Le changement est particulièrement visible dans les opérations menées par les grandes institutions financières africaines. L’Africa Finance Corporation (AFC), par exemple, a récemment obtenu un financement syndiqué dont la majorité des ressources provenait de banques asiatiques et moyen-orientales.

Cette tendance reflète une réalité économique majeure : l’Asie concentre aujourd’hui une part croissante de l’épargne mondiale et dispose d’importantes capacités de financement à long terme. Les investisseurs asiatiques recherchent de nouveaux débouchés dans les marchés émergents, tandis que les économies africaines ont besoin de ressources considérables pour financer leurs infrastructures, leur industrialisation et leur transition énergétique. Pour les émetteurs africains, ces marchés offrent également l’avantage d’élargir la base des investisseurs et de réduire la dépendance à une seule source de capitaux. Une stratégie devenue essentielle dans un contexte marqué par la volatilité des marchés financiers internationaux.

Cette réorientation vers l’Asie s’accompagne d’un phénomène tout aussi significatif : la montée en puissance des agences de notation asiatiques. Plusieurs institutions africaines obtiennent désormais des évaluations nettement plus favorables auprès d’agences chinoises ou japonaises que celles attribuées par les grandes agences occidentales. Afreximbank constitue l’exemple le plus emblématique. Alors que certaines évaluations occidentales ont été revues à la baisse, des agences asiatiques continuent de considérer l’établissement comme présentant un niveau de solvabilité très élevé.

Au-delà des chiffres, cette divergence soulève une question fondamentale : les risques africains sont-ils correctement appréciés par les agences dominantes du marché mondial ? De nombreux responsables africains estiment que certains modèles de notation sous-évaluent les spécificités institutionnelles du continent et renchérissent artificiellement le coût de financement des États et des banques africaines. Cette controverse nourrit par ailleurs les discussions autour de la création d’une agence africaine de notation, destinée à apporter une lecture plus adaptée des réalités économiques du continent.

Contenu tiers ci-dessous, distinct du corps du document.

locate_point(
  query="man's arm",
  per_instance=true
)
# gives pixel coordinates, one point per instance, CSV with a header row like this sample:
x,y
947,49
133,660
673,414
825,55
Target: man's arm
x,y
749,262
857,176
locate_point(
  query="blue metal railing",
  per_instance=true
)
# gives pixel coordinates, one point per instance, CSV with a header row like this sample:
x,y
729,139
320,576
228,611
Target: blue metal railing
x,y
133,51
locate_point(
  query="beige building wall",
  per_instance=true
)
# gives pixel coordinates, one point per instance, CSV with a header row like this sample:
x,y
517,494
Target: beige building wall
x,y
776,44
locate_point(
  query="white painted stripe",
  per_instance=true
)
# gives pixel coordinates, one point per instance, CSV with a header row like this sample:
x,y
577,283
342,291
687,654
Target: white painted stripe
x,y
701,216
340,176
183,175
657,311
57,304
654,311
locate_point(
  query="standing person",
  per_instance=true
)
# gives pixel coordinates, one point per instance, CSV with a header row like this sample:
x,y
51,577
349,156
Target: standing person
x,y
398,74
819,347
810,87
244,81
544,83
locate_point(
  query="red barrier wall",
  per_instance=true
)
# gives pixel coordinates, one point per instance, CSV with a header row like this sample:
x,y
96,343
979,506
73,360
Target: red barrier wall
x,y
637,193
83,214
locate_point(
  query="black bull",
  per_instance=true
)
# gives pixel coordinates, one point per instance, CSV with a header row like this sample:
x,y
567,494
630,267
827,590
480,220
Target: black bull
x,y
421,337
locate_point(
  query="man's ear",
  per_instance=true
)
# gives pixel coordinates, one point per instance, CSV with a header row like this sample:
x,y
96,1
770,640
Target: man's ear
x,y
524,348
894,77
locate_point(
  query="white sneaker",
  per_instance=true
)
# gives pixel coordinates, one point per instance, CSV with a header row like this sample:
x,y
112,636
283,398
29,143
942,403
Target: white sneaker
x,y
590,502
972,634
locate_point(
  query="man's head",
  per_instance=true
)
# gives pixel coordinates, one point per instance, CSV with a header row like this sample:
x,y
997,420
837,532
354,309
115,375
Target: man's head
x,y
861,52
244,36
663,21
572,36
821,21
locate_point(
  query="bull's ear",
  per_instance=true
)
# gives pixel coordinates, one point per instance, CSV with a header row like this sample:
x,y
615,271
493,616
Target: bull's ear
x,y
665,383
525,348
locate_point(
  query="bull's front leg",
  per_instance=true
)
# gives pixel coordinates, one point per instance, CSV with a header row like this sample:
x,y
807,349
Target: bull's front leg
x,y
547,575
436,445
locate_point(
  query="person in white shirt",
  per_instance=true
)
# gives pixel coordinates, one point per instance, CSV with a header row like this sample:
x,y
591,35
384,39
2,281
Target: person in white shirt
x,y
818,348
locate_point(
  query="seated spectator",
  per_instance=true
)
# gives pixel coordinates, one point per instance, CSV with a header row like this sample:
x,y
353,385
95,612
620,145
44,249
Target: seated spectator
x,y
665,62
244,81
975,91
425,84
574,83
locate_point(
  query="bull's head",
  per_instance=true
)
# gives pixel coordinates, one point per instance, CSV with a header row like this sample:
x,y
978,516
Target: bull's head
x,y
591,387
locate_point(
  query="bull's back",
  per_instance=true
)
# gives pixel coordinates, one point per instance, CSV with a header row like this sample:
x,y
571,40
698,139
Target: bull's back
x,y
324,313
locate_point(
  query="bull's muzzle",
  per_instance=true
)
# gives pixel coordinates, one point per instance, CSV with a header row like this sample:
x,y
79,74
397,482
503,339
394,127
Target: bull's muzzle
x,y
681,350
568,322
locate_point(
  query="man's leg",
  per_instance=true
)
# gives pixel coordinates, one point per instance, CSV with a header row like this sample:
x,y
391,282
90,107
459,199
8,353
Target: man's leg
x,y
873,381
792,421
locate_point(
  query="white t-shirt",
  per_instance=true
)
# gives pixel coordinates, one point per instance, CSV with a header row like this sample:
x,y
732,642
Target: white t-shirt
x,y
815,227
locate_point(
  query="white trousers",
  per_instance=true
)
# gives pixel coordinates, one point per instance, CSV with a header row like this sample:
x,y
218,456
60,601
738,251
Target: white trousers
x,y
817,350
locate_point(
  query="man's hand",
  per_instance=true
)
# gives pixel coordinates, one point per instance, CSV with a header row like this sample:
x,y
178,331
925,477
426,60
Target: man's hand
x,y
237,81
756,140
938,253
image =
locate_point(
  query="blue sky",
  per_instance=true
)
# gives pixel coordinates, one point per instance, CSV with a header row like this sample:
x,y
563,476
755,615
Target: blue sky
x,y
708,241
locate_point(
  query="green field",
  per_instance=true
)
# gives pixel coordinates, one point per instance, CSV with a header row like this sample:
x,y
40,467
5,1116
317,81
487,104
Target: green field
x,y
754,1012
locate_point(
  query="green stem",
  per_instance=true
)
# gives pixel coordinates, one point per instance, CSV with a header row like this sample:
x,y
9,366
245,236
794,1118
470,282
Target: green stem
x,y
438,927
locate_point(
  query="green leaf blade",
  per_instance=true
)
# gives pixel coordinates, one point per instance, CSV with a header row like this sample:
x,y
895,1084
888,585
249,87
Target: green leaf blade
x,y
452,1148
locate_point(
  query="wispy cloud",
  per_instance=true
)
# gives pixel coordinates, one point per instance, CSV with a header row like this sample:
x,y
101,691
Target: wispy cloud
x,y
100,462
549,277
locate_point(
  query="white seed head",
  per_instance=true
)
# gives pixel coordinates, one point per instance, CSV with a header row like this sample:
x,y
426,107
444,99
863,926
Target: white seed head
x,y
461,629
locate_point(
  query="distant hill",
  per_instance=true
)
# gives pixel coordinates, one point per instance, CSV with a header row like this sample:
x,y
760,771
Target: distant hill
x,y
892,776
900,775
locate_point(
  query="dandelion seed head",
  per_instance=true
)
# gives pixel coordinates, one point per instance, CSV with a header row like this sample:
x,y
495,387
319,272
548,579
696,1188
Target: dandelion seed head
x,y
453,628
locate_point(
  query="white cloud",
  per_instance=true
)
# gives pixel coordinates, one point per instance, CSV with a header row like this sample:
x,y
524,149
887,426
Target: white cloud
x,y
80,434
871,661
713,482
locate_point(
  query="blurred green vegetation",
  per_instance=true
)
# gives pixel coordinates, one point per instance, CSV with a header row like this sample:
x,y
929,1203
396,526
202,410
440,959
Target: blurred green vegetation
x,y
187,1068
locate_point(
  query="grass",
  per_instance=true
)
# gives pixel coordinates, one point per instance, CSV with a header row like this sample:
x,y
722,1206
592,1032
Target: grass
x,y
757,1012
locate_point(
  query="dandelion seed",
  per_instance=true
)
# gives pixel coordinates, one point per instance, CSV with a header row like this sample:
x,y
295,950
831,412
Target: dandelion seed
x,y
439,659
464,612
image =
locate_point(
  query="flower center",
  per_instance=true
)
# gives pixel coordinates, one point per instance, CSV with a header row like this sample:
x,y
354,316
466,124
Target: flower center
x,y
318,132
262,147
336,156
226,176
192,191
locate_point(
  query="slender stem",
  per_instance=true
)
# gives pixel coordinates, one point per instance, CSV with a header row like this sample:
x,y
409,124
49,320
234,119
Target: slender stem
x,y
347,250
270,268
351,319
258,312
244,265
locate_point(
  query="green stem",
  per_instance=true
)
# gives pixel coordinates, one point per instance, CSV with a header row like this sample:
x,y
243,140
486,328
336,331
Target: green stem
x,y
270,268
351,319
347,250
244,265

L’essor des instruments financiers asiatiques et islamiques s’explique aussi par leur compétitivité. Plusieurs émissions récentes ont permis à leurs émetteurs d’obtenir des conditions de financement plus favorables que celles observées sur certains marchés traditionnels. Après plusieurs années marquées par une forte hausse des taux d’intérêt internationaux, de nombreux pays africains cherchent à optimiser le coût de leur dette. Les marchés japonais, chinois ou du Golfe offrent parfois des alternatives attractives grâce à des investisseurs disposés à financer des projets sur des horizons plus longs. Cette dynamique contribue à renforcer la résilience financière des économies africaines en multipliant les options disponibles pour les gouvernements et les institutions de développement.

Au-delà de simples opérations de marché, le mouvement actuel pourrait annoncer une transformation durable de l’intégration financière du continent dans l’économie mondiale. L’Afrique ne se contente plus de rechercher des financements ; elle diversifie ses partenaires, ses devises de référence et ses centres de décision financiers. Si cette tendance se confirme dans les prochaines années, Tokyo, Pékin, Riyad, Abou Dhabi ou Sydney pourraient devenir des places incontournables pour les emprunteurs africains. Une évolution qui marquerait l’émergence d’un système financier plus multipolaire, dans lequel le continent disposerait d’une marge de manœuvre accrue pour financer son développement et soutenir sa croissance économique.